La sous-traitance en cascade est une des plaies des métiers de la sécurité privée et certains opérateurs cherchent les moyens de la combattre. Ils pourront désormais utiliser comme argument la décision rendue par la Cour d’appel d’Aix-en-Provence le 25 avril dernier, sachant que l’on ignore si elle a fait l’objet d’un pourvoi en cassation.
La société Guard Security Groupe (GSC) a démarré son activité de gardiennage et sécurité en 1997. En septembre 2011 elle a été placée sous sauvegarde par le tribunal de commerce de Fréjus. Un an plus tard, un plan de sauvegarde a été arrêté à son bénéfice prévoyant l’apurement du passif par échéances égales sur dix ans.
Puis, de fil en aiguille, la société a été mise en liquidation judiciaire en mars 2015 avec un passif de 1,95 M€, montant non négligeable qui a été ensuite réduit sensiblement, ce qui n’a pas empêché l’engagement de poursuites contre les dirigeants pour qu’ils soient condamnés à régler le passif de la société.
Pour condamner les dirigeants, les magistrats ont alors scruté scrupuleusement l’activité de la société et ils ont noté que divers manquements ont été relevés à son encontre et de ses cogérants lors d’un contrôle effectué en novembre 2012 par le CNAPS au siège de la société. Il a notamment été constaté une sous-traitance à une société dépourvue d’autorisation d’exercer, une sous-traitance à une société dont une associée est dépourvue d’agrément, le non-respect de l’obligation de vigilance et de diligence s’agissant de sous-traitants dont il est apparu qu’ils connaissaient des retards de paiement des cotisations Urssaf, de même que le défaut de refus de prestations illégales de sous-traitance basée sur des prix de prestation de gardiennage anormalement bas avec deux sociétés.
Les deux co-gérants ont alors fait l’objet d’une interdiction temporaire d’exercer.

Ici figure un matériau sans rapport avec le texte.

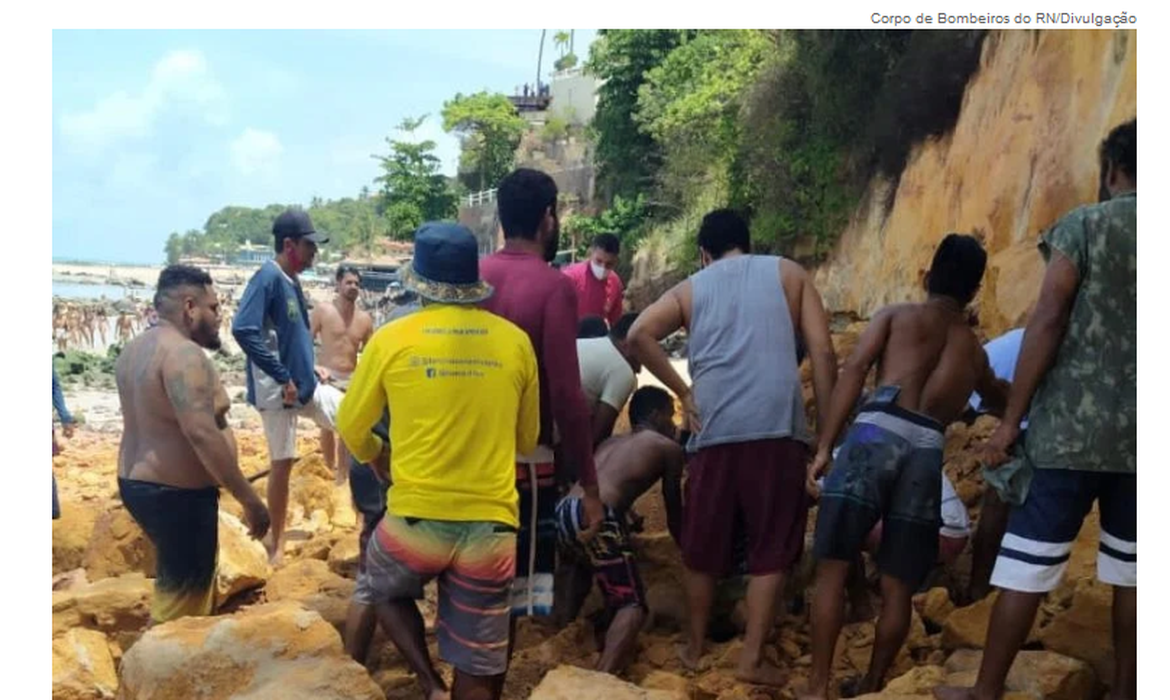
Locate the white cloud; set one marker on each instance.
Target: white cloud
(256, 152)
(180, 81)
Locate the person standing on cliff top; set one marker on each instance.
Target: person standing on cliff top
(542, 301)
(343, 329)
(1076, 379)
(889, 467)
(272, 327)
(177, 448)
(745, 411)
(599, 289)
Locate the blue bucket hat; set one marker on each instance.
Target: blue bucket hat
(446, 265)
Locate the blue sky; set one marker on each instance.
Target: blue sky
(153, 131)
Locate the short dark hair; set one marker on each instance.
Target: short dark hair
(177, 276)
(1120, 149)
(621, 328)
(723, 231)
(348, 269)
(957, 268)
(648, 399)
(607, 242)
(522, 198)
(592, 327)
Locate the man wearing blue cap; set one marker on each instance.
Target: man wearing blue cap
(272, 326)
(462, 393)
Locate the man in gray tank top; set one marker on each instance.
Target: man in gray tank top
(745, 411)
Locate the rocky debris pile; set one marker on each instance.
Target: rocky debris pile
(283, 631)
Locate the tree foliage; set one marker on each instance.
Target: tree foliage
(489, 131)
(413, 190)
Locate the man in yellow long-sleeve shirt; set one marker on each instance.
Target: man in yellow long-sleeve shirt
(463, 398)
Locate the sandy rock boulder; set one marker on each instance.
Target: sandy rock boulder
(1041, 674)
(82, 666)
(71, 534)
(569, 683)
(242, 561)
(118, 546)
(967, 628)
(280, 650)
(1085, 630)
(115, 606)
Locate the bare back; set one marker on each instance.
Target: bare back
(153, 446)
(935, 357)
(631, 464)
(341, 337)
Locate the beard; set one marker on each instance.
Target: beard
(206, 335)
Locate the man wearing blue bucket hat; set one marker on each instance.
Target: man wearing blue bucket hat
(462, 392)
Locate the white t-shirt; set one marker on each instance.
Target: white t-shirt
(605, 373)
(1003, 354)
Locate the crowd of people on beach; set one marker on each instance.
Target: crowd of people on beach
(475, 430)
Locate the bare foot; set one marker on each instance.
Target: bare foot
(763, 674)
(689, 659)
(954, 693)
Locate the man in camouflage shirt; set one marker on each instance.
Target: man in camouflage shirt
(1078, 370)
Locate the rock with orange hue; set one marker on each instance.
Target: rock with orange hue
(82, 666)
(569, 683)
(279, 650)
(118, 546)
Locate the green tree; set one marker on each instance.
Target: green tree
(626, 156)
(489, 131)
(413, 190)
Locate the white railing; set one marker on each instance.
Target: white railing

Les magistrats ont ensuite relevé que la marge brute a chuté de plus de 50% en trois ans en raison notamment du recours accru à la sous-traitance (+66% en 2011, +48% en 2013) ayant entraîné une progression des charges et une forte dégradation de la rentabilité de l’entreprise constatée après 2010.
D’autres fautes ont été également relevées.
La sanction a été lourde : les deux dirigeants de GSC ont été condamnés à payer au liquidateur judiciaire la somme de 1,19 M€.